If you’re planning on using them in an airbrush, no, your best bet is to get fresh paint for that. Using a standard brush application, if you can get them to mix without lumps, they should be OK.
Stir them up good. If you can get the pigment evenly dispersed into the body of the paint they are probably OK. Add thinner (diosol) to any that seem too thick. I drop a small nut or stone into my paint bottles so that I can just shake them like a rattle can to mix them.
I would not decant off the old clear liquid that rises to the top of an old bottle of paint. Floquil is a lacquer. A clear plastic is mixed with lacquer thinner to make it liquid and brushable. Lacquer dries by solvent evaporation, when the thinner evaporates the clear plastic hardens into a paint film. If you decant off the clear liquid on the top, you are removing the plastic as well as the solvent. The pure Diosol is all thinner, no plastic, and it just evaporates, it doesn’t harden into a paint film.
Test each bottle of paint on scrap before applying it to anything you care about. The magical chamistry that makes paint harden may stop being magical after that much time. It may be that the paint never does dry and remains sticky forever. In which case, pitch that bottle. But if the pant dries properly it ought to be OK. I don’t airbrush myself, but the guys that do say that the secret is to ALWAYS filter the paint thru a nylon stocking before pouring it into the airbrush. They do this even for brand new paint.

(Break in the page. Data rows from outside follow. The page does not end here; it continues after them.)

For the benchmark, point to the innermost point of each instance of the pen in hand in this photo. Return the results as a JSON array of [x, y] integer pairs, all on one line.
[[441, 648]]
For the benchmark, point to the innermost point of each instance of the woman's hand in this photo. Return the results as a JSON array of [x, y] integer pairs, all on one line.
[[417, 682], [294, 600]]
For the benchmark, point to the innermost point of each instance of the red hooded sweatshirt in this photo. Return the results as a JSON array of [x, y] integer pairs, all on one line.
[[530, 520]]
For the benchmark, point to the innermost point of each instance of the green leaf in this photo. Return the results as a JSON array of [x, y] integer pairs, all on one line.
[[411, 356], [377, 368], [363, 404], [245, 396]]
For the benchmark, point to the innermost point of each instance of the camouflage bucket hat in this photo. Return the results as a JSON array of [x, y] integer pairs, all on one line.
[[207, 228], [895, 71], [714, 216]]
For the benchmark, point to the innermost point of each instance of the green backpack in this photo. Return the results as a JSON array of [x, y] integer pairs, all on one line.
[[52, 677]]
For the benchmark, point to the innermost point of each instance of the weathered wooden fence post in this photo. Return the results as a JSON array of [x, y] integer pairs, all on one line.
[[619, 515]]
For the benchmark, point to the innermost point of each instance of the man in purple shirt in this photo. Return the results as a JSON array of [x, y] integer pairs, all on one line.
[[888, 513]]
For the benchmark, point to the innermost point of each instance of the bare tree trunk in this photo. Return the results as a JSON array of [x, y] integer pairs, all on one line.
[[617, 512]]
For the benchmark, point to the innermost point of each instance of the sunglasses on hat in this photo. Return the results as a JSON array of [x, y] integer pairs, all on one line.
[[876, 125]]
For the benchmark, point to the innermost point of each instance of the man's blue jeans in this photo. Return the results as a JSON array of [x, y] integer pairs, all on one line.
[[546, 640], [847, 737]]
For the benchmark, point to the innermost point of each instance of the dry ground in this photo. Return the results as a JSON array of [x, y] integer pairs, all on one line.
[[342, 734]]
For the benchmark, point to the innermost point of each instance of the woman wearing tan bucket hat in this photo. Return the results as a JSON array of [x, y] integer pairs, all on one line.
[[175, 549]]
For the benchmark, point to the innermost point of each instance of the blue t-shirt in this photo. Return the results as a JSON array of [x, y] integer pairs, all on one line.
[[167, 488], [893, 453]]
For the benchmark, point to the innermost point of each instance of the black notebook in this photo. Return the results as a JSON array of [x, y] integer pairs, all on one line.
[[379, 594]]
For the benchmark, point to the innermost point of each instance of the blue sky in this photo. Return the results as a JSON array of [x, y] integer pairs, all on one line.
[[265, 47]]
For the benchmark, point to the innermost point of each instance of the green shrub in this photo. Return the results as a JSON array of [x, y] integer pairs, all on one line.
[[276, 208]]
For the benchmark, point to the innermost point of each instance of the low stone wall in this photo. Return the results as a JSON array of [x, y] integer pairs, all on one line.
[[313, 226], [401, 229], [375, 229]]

A few years back i painted , using floquil , a TP&W gp38. i had also bought an old square bottle of the same color because the color had been discontinued. a few months bach i decided to paint an RS-3 using that paint like yours the paint had seperated , so i used a 10cc nail , with the head in the jar , to stir the paint , then followed by a whole buch of shacking , back to stirring etc. the paint seemed mixed , but it just would not spray good , even the square jar witch had never been opened. after trying different mixes , i jusy decided it was not going to work in the air brush. so i just got rid of all the floquil stuff diasol and all BUT i have to tell you i am now much happier using pollyscale that i ever was using the floquil its cleaner , sprayes ex and is just much more pleasnt to work with
Just went through all my old paint, ages unknown. Floquil if it’s “skinned over” it’s done. If there’s clear liquid on top and pigment/solid at the bottom stir it with something before you shake it. Use a strainer or pour carefully if airbrushing. For it to dry properly and not rub off all the original chemical components have to be there.
The new thinner works with the old paint. Dio-sol only works with the old paint and never mix old and new paint together. It’s noy the 90 cents you’ll miss it’s the $3-$4 for the new bottle!!!
A word of advice, Gary - just get rid of those old bottles of paint.
Odds are that no matter how much mixing you attempt to do, a certain amount of the granular pigment will not go fully back into suspension. Using really old Floquil paint in this condition, in any way, will also generally result in a granular surface on the item painted. And never, ever, try to put such a paint through an airbush. The probability is likewise very high that shaker-mixing such old paint will result in any tiny flects of dried paint on the inside of the bottle’s cap, or lip of the bottle, breaking free and going into the paint as minute chips. All in all, it’s a bad situation.
Lets clarify something…Floquil is oil based and should be thinned with lacquer thinner or Dio-Sol. Polly S and Polly Scale are acrylic water based and should be thinned with the polly Scale thinner or water. [:)] (straining is a good idea)
You don’t say so, but I presume you’re talking about Floquil lacquers. Stirring it and breaking up the sediment and adding solvent (Dio-sol) won’t help. I’ve tried that in the past, and all you do is end up with lumpy paint that won’t cover. However, being cheap myself, I was interested to see this covered in an old MR, but the only way to do it is if you have an ultrasonic cleaner. I didn’t, so I had to buy fresh bottles.
If I remember correctly. the paint separates into three layers: the congealed paint, a layer of something like oil, and the solvent. The article said to stir up the sediment to reduce it to the smallest particles possible, then place it in the empty ultrasonic tank and fill the tank with water until it reaches the level of the surface of the paint inside the bottle(s). Turn on the cleaner and let it “cook.” I don’t recall how long it should take, particularly since I never owned an ultrasonic cleaner.